The quality policy is a global document for the company that covers such issues as recalls, employee training and
certification, and overall impact analysis of product and process changes. Customer expectations, materials
specifications and laws and regulations may also affect the number of personnel needed and the way quality functions are subdivided into manageable work units. Of the importance of inclusion in the quality systems description
are the documenting controls, including clearance and issuance of production records, procedures, specifications,
and so forth; internal and vendor audits; sampling, examination, and approval of materials, including packaging
and labeling (often administered by the laboratory component of the department); Material Review Board representatives; verifying yields and other critical production data through production record audits; the finished product release; accompanying FDA investigators and external auditors; administering or contributing to cGMP, safety, or other required training programs; ensuring the investigations of product failures, process deviations, laboratory out-of-specification findings, and consumer complaints; monitoring approval and implementation of corrective action plans and change controls; on-site verification of the performance of critical production operations such as clearing labeling equipment and lines; reviewing and approval of the product development records and documents transferring a product from development to commercial production; validation/qualification protocols and summary reports acceptance; and annual cGMP review.

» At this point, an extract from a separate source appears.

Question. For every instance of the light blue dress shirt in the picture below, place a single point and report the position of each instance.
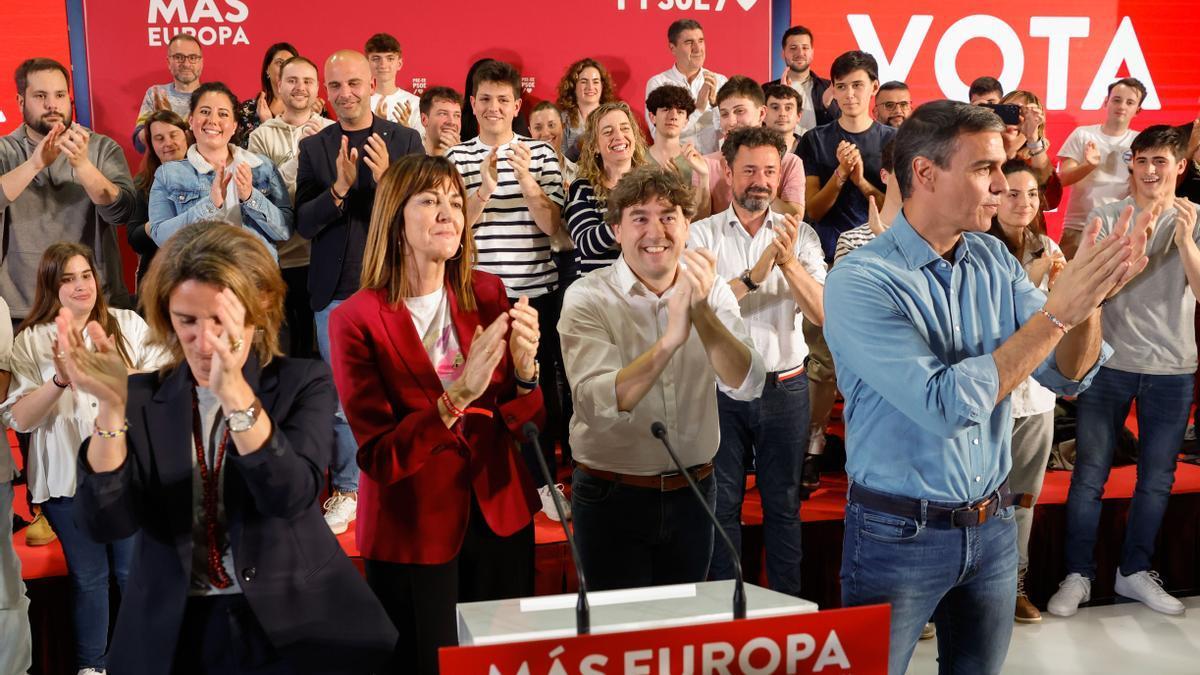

In addition, some functions are delegated to the engineering group to complete, and these include statistical process
control and trend analyses; calibration of instruments and equipment, including out-of-specification follow-up; and
analysis of reports of extraordinary maintenance and preventative maintenance failures.

13. Vendor Approval

The ISO 9001 and ISO 9002 Quality Standards require manufacturers to select vendors on the basis of their
ability to meet purchase specifications. By ISO 9004 definition, this includes meeting regulatory requirements
and safety standards. The FDA’s cGMP regulations 21 CFR 211.84(a) through (e) require a manufacturer to test
and approve or reject components, drug product containers, and closures. 21 CFR 211.84(d)(2) requires the manufacturer to test each component for conformity with written specifications for purity, strength, and quality or
to accept the supplier’s report of analysis. 21 CFR 211.84(d)(3) requires the manufacturer to test containers
and closures for conformance with all appropriate written procedures or to accept the supplier’s report of analysis. Reports showing compliance with the firm’s vendor approval policy are required at the time of PAI.

14. Outside Contractors

When any work is contracted out, whether, in the manufacture or testing phase, the FDA will hold the firm where
the deviation or deviations that occurred responsible for violations of the cGMP regulations (21 CFR 210 and 211)
that pertain to those services. However, the contractor and the application holder will be held jointly responsible for processes performed by the contractor to the extent that each party contributed to the violations. The performance of each party will be considered in determining whether one or both parties are subject to regulatory action for failure to comply with cGMPs. It is in the best interest of the applicant to perform due diligence in the selection of any contractor, as well as to audit the contractors to ensure they meet the regulatory requirements and the contractual commitments.